Although each data source may be managed and collected separately, the difficulty posed may be the struggle for businesses to grasp the relationships between all of these diverse forms of data and interpret them to meet their specific needs. It is impossible to think about a conventional way to manage data when dealing with so much information presenting in various forms. As a result of the preceding example, there may be the emergence of the Big Data trend.
The challenges that Big data analysis presents are numerous. Amongst them are the means of collecting, storing, analyzing, visualizing, and transferring data, alongside data sensitivity and veracity concerns. However, the greater the amount of data collected and examined, the more likely for the analysis to be valid. The results may also potentially provide access to previously unavailable information (p. 8).
With the advent of the Internet of Things (IoT), more objects and devices are connected to the internet. Manufacturers also collect data about customer usage patterns and product performance. The advent of machine learning has also led to the production of more data. Meanwhile, the emergence of Facebook and other social media platforms in the 2000s made people begin to realize how important the data users in these platforms.
Therefore, the focus of the author was on communication studies, and currently, China is one of the countries with the highest internet connection, so the experts may provide a unique perspective on Big Data The citizens of China have a wide range of social media platforms. However, these citizens do not use mainstream social media such as Facebook, Twitter, or Instagram, as they employ alternative domestic social media which is widely used. This would bring an opportunity of gaining insights and new perspectives.
Generally, the flaws of the authors were minimal as there were only a few words that employed very philosophical terminology in Chinese. Therefore, foreign speakers may need to be accompanied by native speakers as they may find it difficult to understand some of the meanings. However, despite all these highlighted flaws, this book is generally perfect.

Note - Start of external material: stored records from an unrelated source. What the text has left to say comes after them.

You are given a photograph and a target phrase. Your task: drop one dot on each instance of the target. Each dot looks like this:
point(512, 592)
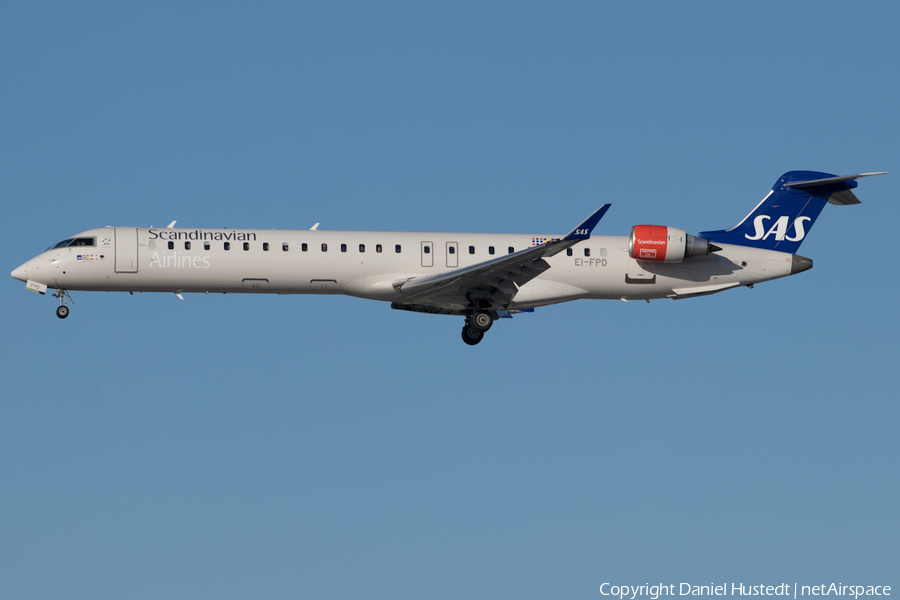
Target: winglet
point(583, 230)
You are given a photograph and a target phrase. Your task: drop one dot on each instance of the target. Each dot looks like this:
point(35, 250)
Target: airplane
point(480, 276)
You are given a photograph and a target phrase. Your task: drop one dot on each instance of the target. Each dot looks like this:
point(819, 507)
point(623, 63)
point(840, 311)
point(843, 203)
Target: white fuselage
point(369, 264)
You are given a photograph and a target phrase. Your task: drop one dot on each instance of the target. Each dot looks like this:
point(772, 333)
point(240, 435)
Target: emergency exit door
point(126, 249)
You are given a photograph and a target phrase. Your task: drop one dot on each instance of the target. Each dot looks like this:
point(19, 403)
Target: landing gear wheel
point(472, 336)
point(481, 321)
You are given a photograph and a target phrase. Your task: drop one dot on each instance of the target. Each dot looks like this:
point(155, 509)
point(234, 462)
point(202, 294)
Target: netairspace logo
point(654, 592)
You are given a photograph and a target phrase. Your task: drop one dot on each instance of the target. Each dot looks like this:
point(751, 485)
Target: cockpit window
point(75, 242)
point(62, 244)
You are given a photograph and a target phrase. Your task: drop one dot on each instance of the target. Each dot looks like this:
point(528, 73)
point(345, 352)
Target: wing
point(491, 284)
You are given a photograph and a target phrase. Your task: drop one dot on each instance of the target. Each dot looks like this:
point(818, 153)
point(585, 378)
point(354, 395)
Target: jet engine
point(658, 243)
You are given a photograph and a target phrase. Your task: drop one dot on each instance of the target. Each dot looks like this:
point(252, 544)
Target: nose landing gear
point(62, 311)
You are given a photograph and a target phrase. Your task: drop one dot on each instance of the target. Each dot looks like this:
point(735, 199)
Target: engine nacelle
point(659, 243)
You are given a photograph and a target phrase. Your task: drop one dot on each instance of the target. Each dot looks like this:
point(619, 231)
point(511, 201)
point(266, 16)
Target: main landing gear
point(62, 311)
point(476, 325)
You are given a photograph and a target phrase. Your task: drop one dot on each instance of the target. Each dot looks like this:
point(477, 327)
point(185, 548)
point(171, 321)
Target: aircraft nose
point(21, 273)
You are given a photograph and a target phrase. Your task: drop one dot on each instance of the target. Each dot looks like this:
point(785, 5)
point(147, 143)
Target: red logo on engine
point(649, 242)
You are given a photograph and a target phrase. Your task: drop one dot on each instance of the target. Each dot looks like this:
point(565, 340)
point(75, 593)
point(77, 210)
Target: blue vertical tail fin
point(784, 217)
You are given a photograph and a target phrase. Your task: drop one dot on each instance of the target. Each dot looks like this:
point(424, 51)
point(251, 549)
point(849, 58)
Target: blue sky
point(328, 447)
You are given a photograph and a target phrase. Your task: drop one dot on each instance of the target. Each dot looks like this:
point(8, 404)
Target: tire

Additionally, the author also cautioned in the previous chapter that inadequate Big Data gathering and analysis tools may render the data acquired useless. There was an expression of several concerns raised by the author regarding the future development of Big data in addition to discussing its various potentials (p. 297). It is currently recognized that the size of big data doubles every 2 years. Such a fast rate may force professionals to think quickly for future technology capable to handle Big Data, as it subsequently becomes bigger else, the larger data will be rendered useless.